In reply to: Juan J. Quintela: "Re: [patch] improve streaming I/O [bug in shrink_mmap()]"
Next in thread: Rik van Riel: "Re: [patch] improve streaming I/O [bug in shrink_mmap()]"
Reply: Rik van Riel: "Re: [patch] improve streaming I/O [bug in shrink_mmap()]"
Messages sorted by: [ date ] [ thread ] [ subject ] [ author ]

On 13 Jun 2000, Juan J. Quintela wrote:

>>>>>> "andrea" == Andrea Arcangeli <andrea@suse.de> writes:
>
>andrea> You have more kswapd load for sure due the strict zone approch. It maybe
>andrea> not noticeable but it's real. You boot, you allocate all the normal zone
>andrea> in cache doing some fs load, then you start netscape and you allocate the
>andrea> lower 16mbyte of RAM into it, then doing some other thing you trigger
>andrea> kswapd to run because also the lower 16mbyte are been allocated now. Then
>andrea> netscape exists and release all the lower 16m but kswapd keeps shrinking
>andrea> the normal zone (this shouldn't happen and it wouldn't happen with
>andrea> classzone design).
>
>Linus argument is that you should never get _all_ the normal zone
>allocated and nothing of the DMA zone. You need to balance the
>allocations module the .free_pages, .low_pages etc of each zone....

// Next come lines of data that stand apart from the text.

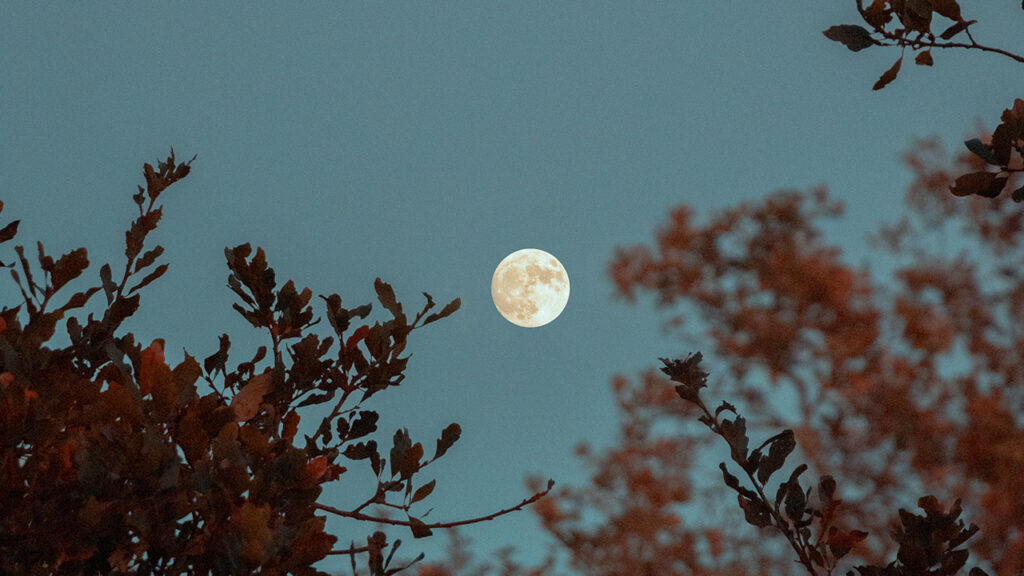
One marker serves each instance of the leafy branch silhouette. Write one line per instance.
(112, 460)
(928, 544)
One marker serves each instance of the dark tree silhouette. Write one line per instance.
(112, 461)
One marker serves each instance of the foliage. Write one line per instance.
(898, 379)
(113, 461)
(927, 544)
(908, 24)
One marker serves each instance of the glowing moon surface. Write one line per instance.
(529, 287)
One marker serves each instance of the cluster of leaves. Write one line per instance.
(1005, 150)
(907, 24)
(928, 545)
(900, 383)
(891, 381)
(112, 460)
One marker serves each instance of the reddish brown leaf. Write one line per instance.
(889, 75)
(152, 359)
(246, 402)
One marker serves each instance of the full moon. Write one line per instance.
(529, 287)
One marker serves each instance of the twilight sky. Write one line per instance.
(422, 142)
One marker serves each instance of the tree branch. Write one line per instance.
(366, 518)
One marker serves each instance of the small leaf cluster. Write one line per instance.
(1005, 151)
(928, 545)
(809, 524)
(908, 24)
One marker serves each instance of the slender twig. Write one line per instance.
(395, 522)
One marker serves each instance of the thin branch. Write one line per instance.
(394, 522)
(933, 44)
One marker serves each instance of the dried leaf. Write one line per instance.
(888, 76)
(955, 29)
(386, 296)
(853, 37)
(246, 402)
(150, 278)
(420, 530)
(449, 437)
(948, 8)
(445, 312)
(988, 184)
(979, 149)
(152, 359)
(9, 231)
(423, 491)
(781, 446)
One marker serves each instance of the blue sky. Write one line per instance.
(421, 142)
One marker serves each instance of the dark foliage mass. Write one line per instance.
(113, 461)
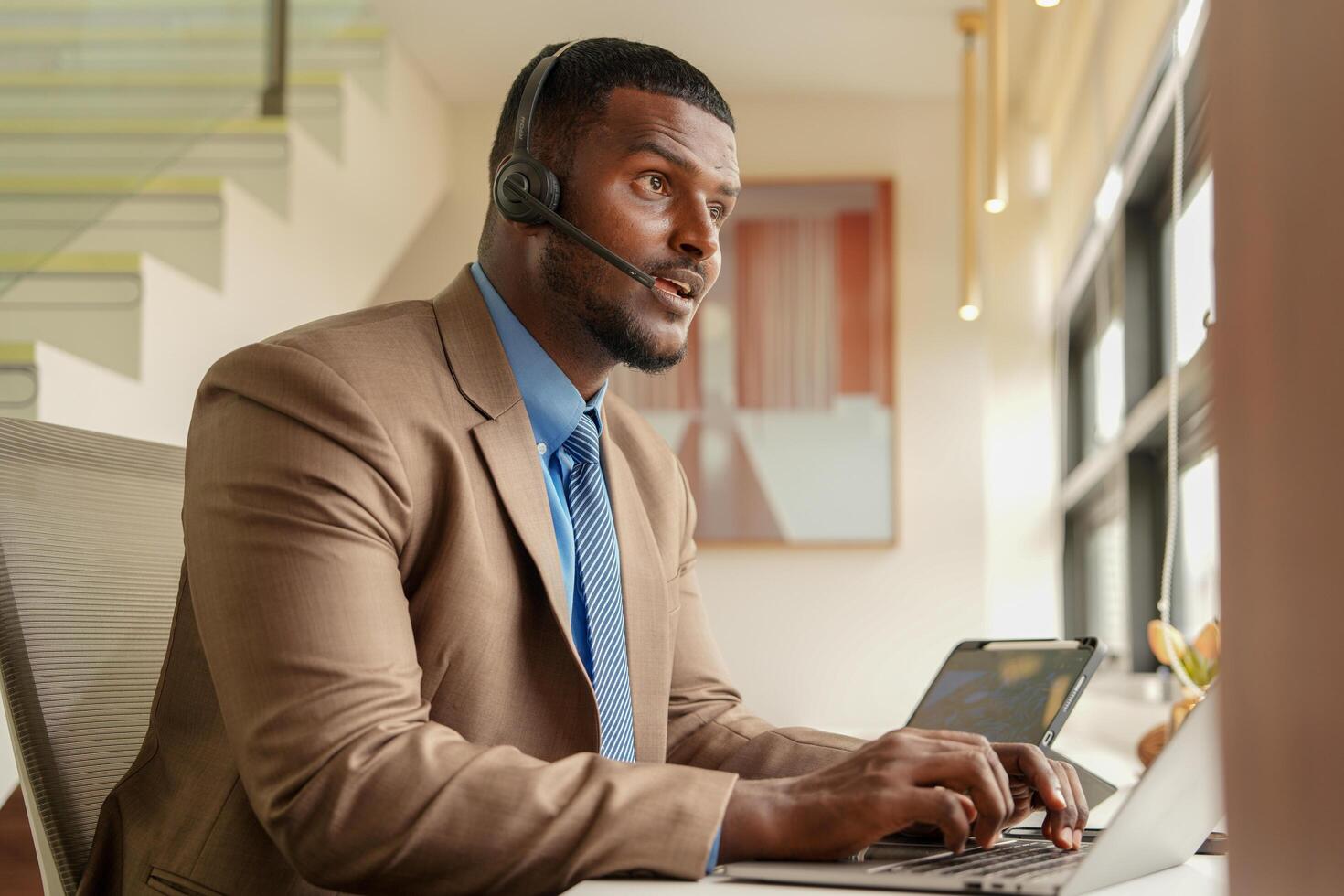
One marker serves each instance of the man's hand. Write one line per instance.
(1032, 776)
(960, 784)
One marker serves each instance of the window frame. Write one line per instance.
(1128, 475)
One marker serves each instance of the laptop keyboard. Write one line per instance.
(1008, 865)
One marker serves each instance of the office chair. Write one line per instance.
(91, 552)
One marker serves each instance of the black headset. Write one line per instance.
(528, 192)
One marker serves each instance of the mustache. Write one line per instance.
(672, 266)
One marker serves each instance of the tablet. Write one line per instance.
(1009, 690)
(1015, 692)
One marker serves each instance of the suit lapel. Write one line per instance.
(484, 377)
(644, 597)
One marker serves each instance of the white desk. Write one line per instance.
(1101, 733)
(1200, 876)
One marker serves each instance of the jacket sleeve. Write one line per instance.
(294, 515)
(707, 724)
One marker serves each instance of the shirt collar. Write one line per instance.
(552, 404)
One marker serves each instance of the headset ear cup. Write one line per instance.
(540, 183)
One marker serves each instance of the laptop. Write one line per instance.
(1166, 818)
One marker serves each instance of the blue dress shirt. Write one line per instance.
(554, 407)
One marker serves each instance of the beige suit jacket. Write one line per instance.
(369, 684)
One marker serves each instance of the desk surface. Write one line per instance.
(1101, 733)
(1200, 876)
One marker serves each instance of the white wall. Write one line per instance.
(848, 638)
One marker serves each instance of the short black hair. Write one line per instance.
(578, 89)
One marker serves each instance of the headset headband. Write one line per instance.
(527, 108)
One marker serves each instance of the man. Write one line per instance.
(440, 589)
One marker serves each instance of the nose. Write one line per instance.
(695, 232)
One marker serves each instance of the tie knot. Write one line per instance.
(582, 443)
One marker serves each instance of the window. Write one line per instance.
(1115, 389)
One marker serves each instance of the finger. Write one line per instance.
(1062, 819)
(951, 812)
(1004, 784)
(969, 772)
(1029, 762)
(980, 741)
(1080, 802)
(957, 736)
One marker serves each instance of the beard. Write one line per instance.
(574, 275)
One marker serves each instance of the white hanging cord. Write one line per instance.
(1164, 601)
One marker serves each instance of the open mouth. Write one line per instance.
(674, 286)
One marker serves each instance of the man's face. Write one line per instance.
(652, 180)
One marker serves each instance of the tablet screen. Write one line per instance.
(1003, 695)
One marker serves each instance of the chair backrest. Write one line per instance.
(91, 554)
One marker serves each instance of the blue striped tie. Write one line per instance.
(598, 561)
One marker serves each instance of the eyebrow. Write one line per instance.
(680, 162)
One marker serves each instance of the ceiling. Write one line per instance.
(886, 48)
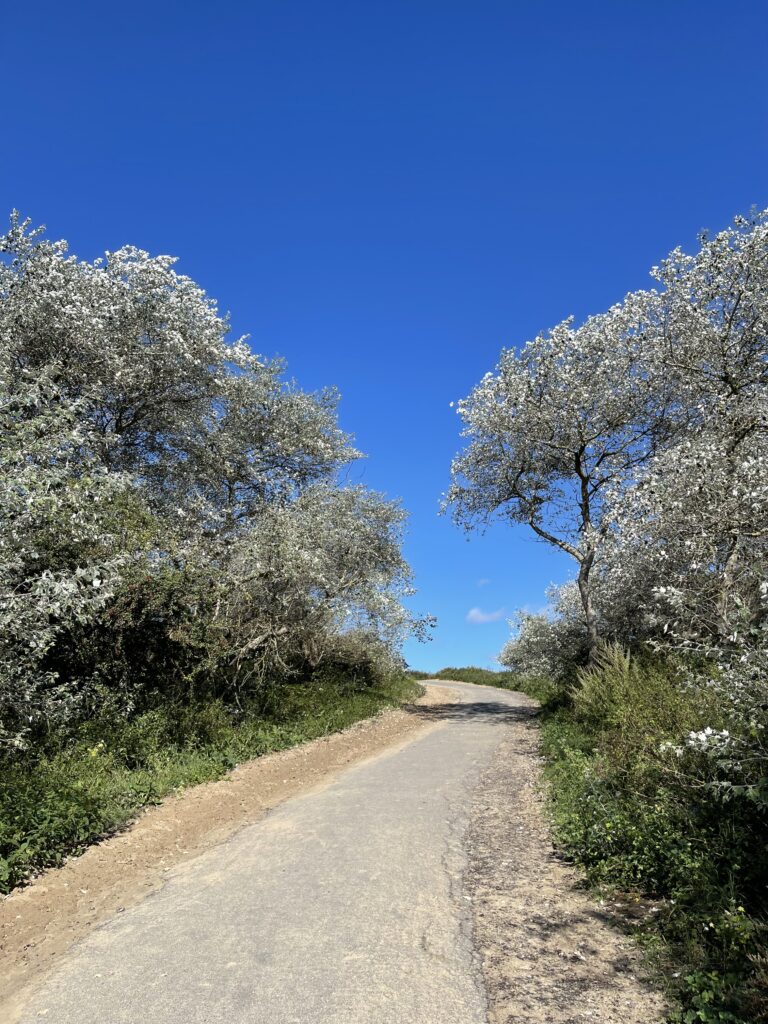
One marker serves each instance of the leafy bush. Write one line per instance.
(54, 801)
(646, 812)
(480, 677)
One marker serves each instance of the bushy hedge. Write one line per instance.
(59, 797)
(648, 816)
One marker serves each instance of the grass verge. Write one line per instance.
(56, 800)
(685, 868)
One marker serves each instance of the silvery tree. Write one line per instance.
(571, 414)
(185, 475)
(693, 530)
(59, 550)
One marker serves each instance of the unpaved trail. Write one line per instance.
(392, 892)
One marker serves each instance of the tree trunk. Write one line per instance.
(589, 610)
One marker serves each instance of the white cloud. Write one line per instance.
(478, 616)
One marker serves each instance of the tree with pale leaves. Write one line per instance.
(570, 415)
(172, 520)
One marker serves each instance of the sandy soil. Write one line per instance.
(549, 954)
(40, 922)
(548, 951)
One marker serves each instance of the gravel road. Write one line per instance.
(342, 905)
(416, 887)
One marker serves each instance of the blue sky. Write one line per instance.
(386, 195)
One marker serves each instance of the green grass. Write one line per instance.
(56, 801)
(480, 677)
(644, 829)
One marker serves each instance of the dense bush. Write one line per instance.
(60, 796)
(172, 522)
(648, 815)
(481, 677)
(637, 443)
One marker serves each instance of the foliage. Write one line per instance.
(59, 798)
(638, 443)
(172, 521)
(471, 674)
(651, 824)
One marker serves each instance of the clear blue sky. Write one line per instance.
(386, 194)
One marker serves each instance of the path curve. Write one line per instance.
(349, 904)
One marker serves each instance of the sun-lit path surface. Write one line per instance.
(343, 905)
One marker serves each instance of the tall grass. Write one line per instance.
(58, 798)
(649, 825)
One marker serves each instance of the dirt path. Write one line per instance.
(40, 922)
(548, 951)
(408, 877)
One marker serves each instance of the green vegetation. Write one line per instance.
(649, 820)
(481, 677)
(76, 788)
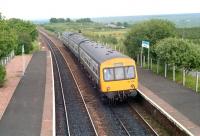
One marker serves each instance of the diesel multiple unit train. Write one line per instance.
(113, 73)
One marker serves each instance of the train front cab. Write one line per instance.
(118, 77)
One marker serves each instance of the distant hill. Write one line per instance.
(181, 20)
(42, 21)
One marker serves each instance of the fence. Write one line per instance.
(4, 61)
(171, 71)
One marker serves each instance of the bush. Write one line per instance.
(152, 31)
(2, 75)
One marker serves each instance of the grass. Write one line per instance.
(190, 81)
(36, 46)
(95, 31)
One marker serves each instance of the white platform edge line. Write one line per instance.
(53, 95)
(167, 114)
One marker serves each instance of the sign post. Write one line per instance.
(145, 44)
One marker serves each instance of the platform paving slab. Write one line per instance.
(179, 102)
(13, 76)
(24, 112)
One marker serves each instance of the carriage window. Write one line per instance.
(108, 74)
(119, 73)
(129, 72)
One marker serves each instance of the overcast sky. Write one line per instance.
(44, 9)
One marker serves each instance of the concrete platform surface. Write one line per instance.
(180, 103)
(24, 113)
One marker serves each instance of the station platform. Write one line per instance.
(28, 110)
(180, 104)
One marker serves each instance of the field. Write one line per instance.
(114, 38)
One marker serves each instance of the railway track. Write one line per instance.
(108, 120)
(73, 117)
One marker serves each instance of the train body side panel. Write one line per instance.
(119, 85)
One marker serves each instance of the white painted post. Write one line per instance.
(165, 70)
(141, 56)
(197, 81)
(23, 62)
(138, 58)
(183, 77)
(174, 70)
(4, 61)
(157, 66)
(148, 57)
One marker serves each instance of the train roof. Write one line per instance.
(99, 52)
(75, 37)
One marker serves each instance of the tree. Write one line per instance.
(53, 20)
(68, 20)
(152, 31)
(125, 24)
(84, 20)
(119, 24)
(182, 53)
(26, 33)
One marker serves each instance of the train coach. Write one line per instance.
(113, 73)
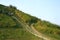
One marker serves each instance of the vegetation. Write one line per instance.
(10, 29)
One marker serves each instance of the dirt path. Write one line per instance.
(32, 29)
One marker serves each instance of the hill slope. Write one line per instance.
(11, 29)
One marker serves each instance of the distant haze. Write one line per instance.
(45, 9)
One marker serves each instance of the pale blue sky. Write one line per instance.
(44, 9)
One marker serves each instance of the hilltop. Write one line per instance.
(13, 24)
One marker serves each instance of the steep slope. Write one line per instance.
(15, 24)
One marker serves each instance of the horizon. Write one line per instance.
(46, 10)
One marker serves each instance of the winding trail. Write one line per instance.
(31, 29)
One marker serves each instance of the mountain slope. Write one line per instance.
(9, 23)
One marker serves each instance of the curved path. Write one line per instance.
(31, 29)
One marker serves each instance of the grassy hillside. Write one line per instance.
(10, 29)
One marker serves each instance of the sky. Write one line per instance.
(44, 9)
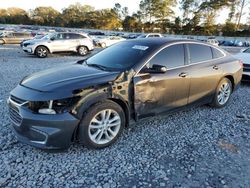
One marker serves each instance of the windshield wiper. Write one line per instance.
(96, 65)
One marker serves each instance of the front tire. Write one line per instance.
(103, 45)
(42, 52)
(102, 124)
(82, 50)
(223, 93)
(1, 42)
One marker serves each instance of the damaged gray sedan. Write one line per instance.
(91, 101)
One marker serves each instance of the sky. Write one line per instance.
(133, 5)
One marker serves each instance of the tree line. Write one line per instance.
(198, 17)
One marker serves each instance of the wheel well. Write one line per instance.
(44, 47)
(231, 80)
(83, 46)
(3, 41)
(125, 108)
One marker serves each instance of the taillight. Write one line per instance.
(241, 63)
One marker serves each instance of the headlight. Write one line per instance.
(48, 110)
(30, 44)
(53, 106)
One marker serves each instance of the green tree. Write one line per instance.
(17, 16)
(3, 16)
(45, 16)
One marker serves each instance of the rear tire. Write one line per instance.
(222, 94)
(103, 45)
(42, 52)
(82, 50)
(102, 124)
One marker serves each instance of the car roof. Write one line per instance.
(162, 41)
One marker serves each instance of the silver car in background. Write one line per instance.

Of course I was just assuming the Linus's point you raised (I was just
running in my mind plain 2.4.0-test1-ac vm) even if it's irrelevant for
this example (and that's why I didn't focused on the fact there was still
some memory free in the normal zone before going to allocate from the dma
zone). In what I described above I just assumed that _not_ all the normal
zone is been allocated, but that we stopped eating from there as soon as
we triggered the watermark (high/low/min whatever you want, I don't mind).

So far so good. Then you also allocated most of the DMA zone because you
started netscape. As you prefer to point out at this point there was still
"pages_min" pages free in the normal zone.

Then you do some more I/O and allocate some cache, then kswapd triggers to
try to free some memory because all zones are under the watermark. OK?

Then netscape exits and release 10mbyte from the DMA zone _but_ kswapd
continues to shrink the normal zone, why??? -> because the MM doesn't have
enough information in order to do the right thing, that's all.

It's broken, period and you can't fix that behaviour without changing
design and going classzone based. You can say nobody will ever notice it
with only mere three zones, I don't have numbers to say otherwise at this
moment, but it's sure my own kernel will react right to that corner case
too (it may even run slower in the common case but I really don't mind
about performance, I mind about correctness first).

I only mentioned another one of the buggy behaviour that I see. For the
other fact you don't empty the zone_normal before falling back into
zone_dma you all agree it's a feature (while IMHO it's a misefature but
not severe, but ok for now I will also assume that one was a feature to
avoid further flames).

Now I'd like to hear if you consider what I described in these two emails
a feature too. If you consider it a feature I'll just tell you the next
bad behaviour that happens in the LRU aging (and that's not exactly the
problem you are describing below but it's only a little bit more subtle).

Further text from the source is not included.